I shrugged. It was time for some plain speaking. ‘Venice Police headquarters have received hard information to the effect that your client did in fact kill the two cops outside the jeweler's shop in Caorle. This is the real nub of it. If Corradi goes to trial on these trafficking charges, you can bet your life that some high-ranking official or other will slip the court judges the information on the killing just before they retire to consider their verdict, and Corradi will get the maximum sentence. The only way we can save him is if we turn up some really incontrovertible evidence of his innocence, leaving the judge no choice but to release him. In Italy, as you said yourself, trials are won or lost at the investigation stage. After that, it's too late.'

Bonotto looked troubled. He removed his glasses and cleaned them with a white handkerchief. ‘I was so sure he was innocent. I defended him with passion . . .'

‘It was my duty to inform you, Avvocato. Does it change anything, now that you know?'

‘No, it doesn't. The evidence brought against him was entirely circumstantial. Besides, as a lawyer, it's my job to defend my client to the best of my ability.'

‘Will you still defend him with the same passion as before?'

Bonotto sighed. ‘Yes, I will. I'd much rather he wasn't guilty of a double murder. Those men had families. And besides, Corradi lied to me. He swore on the heads of his dead parents that he was innocent.'

‘That was another bad mistake. One should never lie to one's own defense lawyer. Listen. If you don't feel up to defending him, drop the case.'

‘I can't do that. I'll defend him. But it's the last time.'

I got up and shook his hand.

 

That evening we began to scour the nightclubs, lap-dance joints, discotheques, cafés, and bars of every description in and around Venice. We very quickly realized we were hunting for the proverbial needle in a haystack.

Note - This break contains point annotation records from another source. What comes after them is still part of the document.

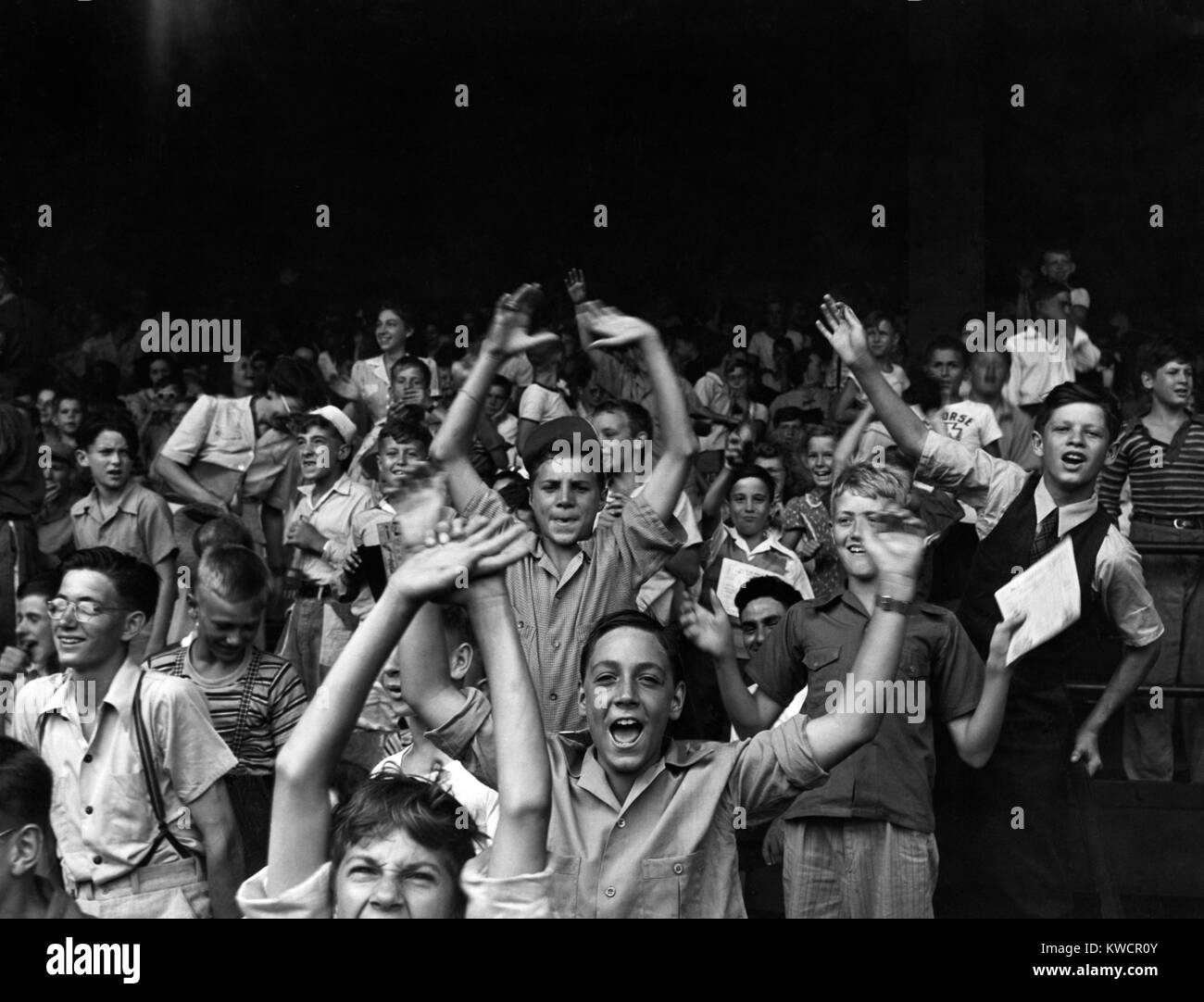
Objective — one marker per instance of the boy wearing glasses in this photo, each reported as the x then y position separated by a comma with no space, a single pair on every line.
135,841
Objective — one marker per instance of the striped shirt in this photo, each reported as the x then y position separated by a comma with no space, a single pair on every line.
253,708
1167,478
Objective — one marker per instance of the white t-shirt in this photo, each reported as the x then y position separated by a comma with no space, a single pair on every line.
971,423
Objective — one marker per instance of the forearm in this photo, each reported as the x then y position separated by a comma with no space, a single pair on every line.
1128,674
901,420
524,777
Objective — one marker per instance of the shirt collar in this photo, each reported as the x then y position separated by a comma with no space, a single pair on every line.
1068,516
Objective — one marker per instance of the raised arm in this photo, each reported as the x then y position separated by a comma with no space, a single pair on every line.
300,822
667,480
847,336
897,557
524,776
507,336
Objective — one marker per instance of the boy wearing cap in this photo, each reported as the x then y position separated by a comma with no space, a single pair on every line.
320,530
571,578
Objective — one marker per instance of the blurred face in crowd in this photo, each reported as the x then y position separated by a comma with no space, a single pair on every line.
758,620
1172,384
882,340
68,416
629,697
109,460
565,500
392,332
1058,267
749,502
988,372
409,387
35,633
947,368
1072,447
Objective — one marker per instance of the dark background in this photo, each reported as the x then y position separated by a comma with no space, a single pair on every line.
349,104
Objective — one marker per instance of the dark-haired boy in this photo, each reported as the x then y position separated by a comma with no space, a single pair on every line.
1162,456
123,854
123,514
995,867
642,826
572,576
25,785
320,530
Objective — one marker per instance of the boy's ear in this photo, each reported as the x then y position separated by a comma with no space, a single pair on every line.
678,704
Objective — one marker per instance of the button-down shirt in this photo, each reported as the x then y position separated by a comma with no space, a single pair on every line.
990,485
555,612
100,809
139,524
332,516
217,440
670,849
890,780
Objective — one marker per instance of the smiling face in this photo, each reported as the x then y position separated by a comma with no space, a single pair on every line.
820,452
1172,384
395,878
749,501
87,645
392,332
1072,448
629,697
108,459
565,500
227,628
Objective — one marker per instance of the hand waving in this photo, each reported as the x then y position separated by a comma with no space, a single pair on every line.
844,332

Whereas heroin was now the drug of the most desperate, marginalized section of society, most users of cocaine and ecstasy-like synthetic substances were pretty ordinary people leading pretty ordinary lives, and their use of drugs was essentially recreational. Coke in particular had become really popular. The world was full of fine upstanding people who somehow felt the need to get out of their heads at weekends. Dealers had no trouble at all selling coke because buyers were prepared to go out of their way to get hold of it.

It was an amazing money-spinner, expanding day by day. We came across business people, sales assistants, young factory workers, all with their pockets stuffed with cash, purchasing coke from big-mouthed wealthy dealers. We recognized quite a few of them from prison and got talking. They told us how things had changed with the arrival of the new foreign-based mafias. The entire market was spiralling out of control. Russians, Nigerians, Croats, the Neapolitan Camorra, the Sicilian Mafia: they had all carved out a slice of the action. And there were the independents, springing up like mushrooms from nowhere at all. Nobody was chasing them any longer. It wasn't like the days when the local Brenta Mafia ran things.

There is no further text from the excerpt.